The experimental testing bed adopted in this work included 20 real-world and 10 synthetic data sets. To access the potential of the proposed memetic models, five clustering metrics have been employed (within-cluster sum of squares, correct Rand index, weighted quantization error, intra-cluster distance and inter-cluster separation), and the experimental analysis has been obtained by means of both an empirical analysis, and by an overall evaluation obtained through the application of a rank system considering the Friedman-Nemenyi hypothesis tests on each clustering metric.

The experimental results showed that, when K-Means is executed within the generational process of GSO at least by a few steps, it is able to aggregate more local information than when it is adopted only to improve the final solution found so far by an EA, speeding up the exploration/exploitation promoted by the memetic system. EAs are known to present slow convergence speeds, so when K-Means is only employed after the generational process of the EA, given K-Means lack of recovering mechanisms from local optima points, the final solution found by the hybrid model may still be in a region of the problem space that do not contain the global optimum point, so K-Means will still be trapped in such region.

All memetic approaches have been able to improve the comparison approaches, and the best evaluated memetic combination between K-Means and GSO (according to the Friedman-Nemenyi ranks and the evaluation on the average execution times) has been achieved when K-Means executes for a limited number of steps, for each population individual, after a prefixed number of GSO generations (TMKGSO algorithm), followed by FMKGSO (where individuals are improved by K-Means only if they fail to improve for a prefixed number of consecutive generations). It means that interchange between the global search offered by EA operators and the local search promoted by K-Means (i.e., the memetic framework) may represent a robust approach to explore and exploit the problem search space, leading to better optimization performances. By the other hand, the use of just one K-Means step for each individual from the population in each generation (MKGSO approach), represented the worst combination for the memetic models, in terms of computational costs (measured by the average execution time), but such combination still kept the good performances of all other evaluated memetic approaches (FMKGSO and TMKGSO), showing its potential in terms of performance (considering all five selected clustering metrics) when dealing with data clustering problems, in comparison to all other state-of-the-art non-memetic hybrid algorithms. In a future investigation, some mechanisms, like a selection process on the population individuals that would be improved by K-Means in each GSO generation, would be performed in an attempt to improve MKGSO computational costs.

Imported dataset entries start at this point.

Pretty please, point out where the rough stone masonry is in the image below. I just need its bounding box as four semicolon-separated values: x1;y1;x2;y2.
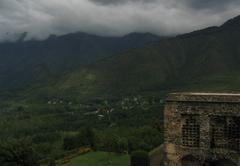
164;93;240;166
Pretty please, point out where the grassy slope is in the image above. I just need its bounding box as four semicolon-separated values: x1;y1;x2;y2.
21;21;240;101
62;152;130;166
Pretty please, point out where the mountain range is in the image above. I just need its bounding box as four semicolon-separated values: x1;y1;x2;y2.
0;32;160;90
0;16;240;99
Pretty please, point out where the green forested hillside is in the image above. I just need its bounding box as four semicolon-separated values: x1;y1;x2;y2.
0;32;160;92
0;17;240;165
23;17;240;100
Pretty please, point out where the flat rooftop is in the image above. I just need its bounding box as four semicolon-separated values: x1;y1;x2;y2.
166;92;240;103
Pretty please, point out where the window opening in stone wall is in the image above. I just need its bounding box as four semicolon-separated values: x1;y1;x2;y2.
182;115;200;147
210;116;240;151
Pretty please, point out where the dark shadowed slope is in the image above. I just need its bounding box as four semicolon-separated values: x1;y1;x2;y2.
0;32;160;90
25;14;240;99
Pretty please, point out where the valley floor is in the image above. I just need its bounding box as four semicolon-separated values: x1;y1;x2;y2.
59;152;130;166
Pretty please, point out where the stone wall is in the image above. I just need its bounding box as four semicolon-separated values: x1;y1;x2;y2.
164;93;240;166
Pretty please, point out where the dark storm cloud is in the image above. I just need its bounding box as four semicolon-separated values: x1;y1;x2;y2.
182;0;240;10
91;0;157;5
0;0;240;39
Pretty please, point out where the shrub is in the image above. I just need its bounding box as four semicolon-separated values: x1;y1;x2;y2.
131;150;150;166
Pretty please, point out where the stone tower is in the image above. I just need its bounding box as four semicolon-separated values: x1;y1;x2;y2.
164;93;240;166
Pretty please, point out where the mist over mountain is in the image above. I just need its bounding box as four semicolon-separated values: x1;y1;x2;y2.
0;32;160;90
23;14;240;98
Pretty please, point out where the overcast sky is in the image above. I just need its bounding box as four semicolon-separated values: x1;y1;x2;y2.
0;0;240;39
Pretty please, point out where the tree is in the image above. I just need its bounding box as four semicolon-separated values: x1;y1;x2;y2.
131;150;150;166
0;139;38;166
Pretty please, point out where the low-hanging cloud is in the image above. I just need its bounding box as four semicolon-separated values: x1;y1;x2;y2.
0;0;240;39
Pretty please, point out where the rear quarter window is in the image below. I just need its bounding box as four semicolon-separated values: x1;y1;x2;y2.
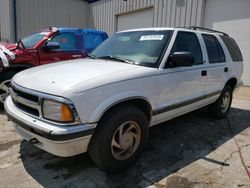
202;34;226;63
220;36;243;61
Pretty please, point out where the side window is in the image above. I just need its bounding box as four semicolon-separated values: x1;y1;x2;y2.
84;33;104;52
170;31;203;65
220;35;243;61
202;34;226;63
51;33;77;51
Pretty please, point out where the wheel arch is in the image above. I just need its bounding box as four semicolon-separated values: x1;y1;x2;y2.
225;77;237;90
90;96;152;122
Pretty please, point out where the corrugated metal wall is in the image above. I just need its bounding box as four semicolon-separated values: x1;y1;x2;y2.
88;0;205;34
15;0;88;38
0;0;14;42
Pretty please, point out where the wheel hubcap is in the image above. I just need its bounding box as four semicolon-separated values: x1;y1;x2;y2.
111;121;141;160
0;80;10;103
221;92;231;113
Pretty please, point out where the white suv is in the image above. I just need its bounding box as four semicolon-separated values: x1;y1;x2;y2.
5;27;243;172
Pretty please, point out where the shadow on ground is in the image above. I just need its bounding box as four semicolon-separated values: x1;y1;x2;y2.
20;108;250;187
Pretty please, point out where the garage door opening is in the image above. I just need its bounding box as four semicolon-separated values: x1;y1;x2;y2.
116;8;153;31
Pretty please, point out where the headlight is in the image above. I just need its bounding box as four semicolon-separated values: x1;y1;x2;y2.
42;99;74;123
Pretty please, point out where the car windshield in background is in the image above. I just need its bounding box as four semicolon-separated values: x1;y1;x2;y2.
89;30;172;67
21;32;48;48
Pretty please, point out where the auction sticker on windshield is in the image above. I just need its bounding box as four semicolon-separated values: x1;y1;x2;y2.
140;35;164;41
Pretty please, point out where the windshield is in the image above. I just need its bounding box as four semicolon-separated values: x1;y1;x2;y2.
90;30;171;67
21;32;49;48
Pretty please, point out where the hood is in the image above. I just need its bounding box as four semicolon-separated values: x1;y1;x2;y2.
0;42;17;51
13;58;152;97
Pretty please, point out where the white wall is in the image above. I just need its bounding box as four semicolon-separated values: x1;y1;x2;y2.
204;0;250;85
88;0;205;34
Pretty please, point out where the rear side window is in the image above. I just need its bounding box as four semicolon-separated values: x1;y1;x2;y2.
51;33;78;51
202;34;226;63
84;33;105;53
171;31;203;65
220;36;243;61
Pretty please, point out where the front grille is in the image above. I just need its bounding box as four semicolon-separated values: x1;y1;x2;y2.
10;86;41;117
12;87;39;103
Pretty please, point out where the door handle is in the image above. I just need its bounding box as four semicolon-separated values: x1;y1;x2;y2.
201;70;207;76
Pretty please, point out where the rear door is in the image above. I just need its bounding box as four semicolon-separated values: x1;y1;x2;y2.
39;32;84;64
157;31;206;122
202;34;229;95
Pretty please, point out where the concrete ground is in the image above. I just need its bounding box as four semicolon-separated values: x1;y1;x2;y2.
0;87;250;188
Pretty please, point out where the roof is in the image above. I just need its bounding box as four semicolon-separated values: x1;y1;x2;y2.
58;27;106;34
117;26;228;36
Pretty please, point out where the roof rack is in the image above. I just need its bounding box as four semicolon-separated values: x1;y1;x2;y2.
188;26;228;36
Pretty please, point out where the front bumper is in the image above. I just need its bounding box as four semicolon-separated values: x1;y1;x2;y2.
4;96;96;157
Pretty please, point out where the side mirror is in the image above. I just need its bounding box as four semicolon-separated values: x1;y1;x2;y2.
43;42;60;51
166;52;195;68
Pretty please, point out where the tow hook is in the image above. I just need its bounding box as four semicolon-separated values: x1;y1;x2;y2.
29;138;39;144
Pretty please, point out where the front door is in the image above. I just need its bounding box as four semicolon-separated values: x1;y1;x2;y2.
157;31;206;122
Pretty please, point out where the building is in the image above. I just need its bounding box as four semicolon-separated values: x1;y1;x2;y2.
0;0;250;85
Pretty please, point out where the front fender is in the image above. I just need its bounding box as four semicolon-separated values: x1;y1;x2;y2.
88;91;154;123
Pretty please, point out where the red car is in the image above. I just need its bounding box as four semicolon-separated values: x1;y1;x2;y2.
0;28;108;102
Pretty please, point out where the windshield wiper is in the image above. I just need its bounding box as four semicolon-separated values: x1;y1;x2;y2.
98;55;135;64
87;54;97;59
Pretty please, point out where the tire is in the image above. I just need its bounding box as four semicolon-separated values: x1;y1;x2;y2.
88;104;148;172
208;85;233;119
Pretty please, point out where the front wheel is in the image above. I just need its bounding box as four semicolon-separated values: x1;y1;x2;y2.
89;105;148;172
209;85;233;119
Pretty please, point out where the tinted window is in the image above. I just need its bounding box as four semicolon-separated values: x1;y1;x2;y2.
202;34;226;63
221;36;243;61
171;31;203;64
51;33;77;50
22;32;50;48
84;33;105;53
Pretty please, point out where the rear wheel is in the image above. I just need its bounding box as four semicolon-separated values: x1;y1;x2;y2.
89;105;148;172
209;85;233;119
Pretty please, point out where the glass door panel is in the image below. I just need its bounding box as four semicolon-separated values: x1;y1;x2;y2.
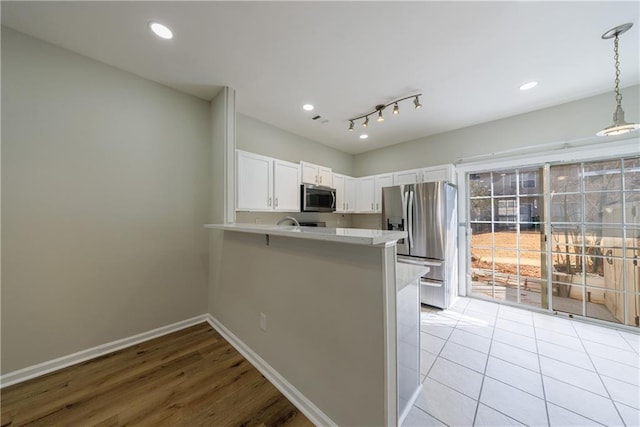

As future works, we intend to evaluate the influence of the adopted distance function on the behavior of the proposed memetic algorithms, so the proposed approaches would be more robust to deal with clusters with different formats and shapes, overcoming some limitations of the standard Euclidean distance. Also, new fitness functions will be introduced and tested, using a larger testing bed, that will be obtained by the development of alternative synthetic data set configurations and scenarios. Finally, mechanisms for the automatic determination of the best number of clusters will be implemented, in such a way that such parameter would be estimated by the memetic evolutionary model itself, instead of being provided as an a priori input parameter to the algorithm.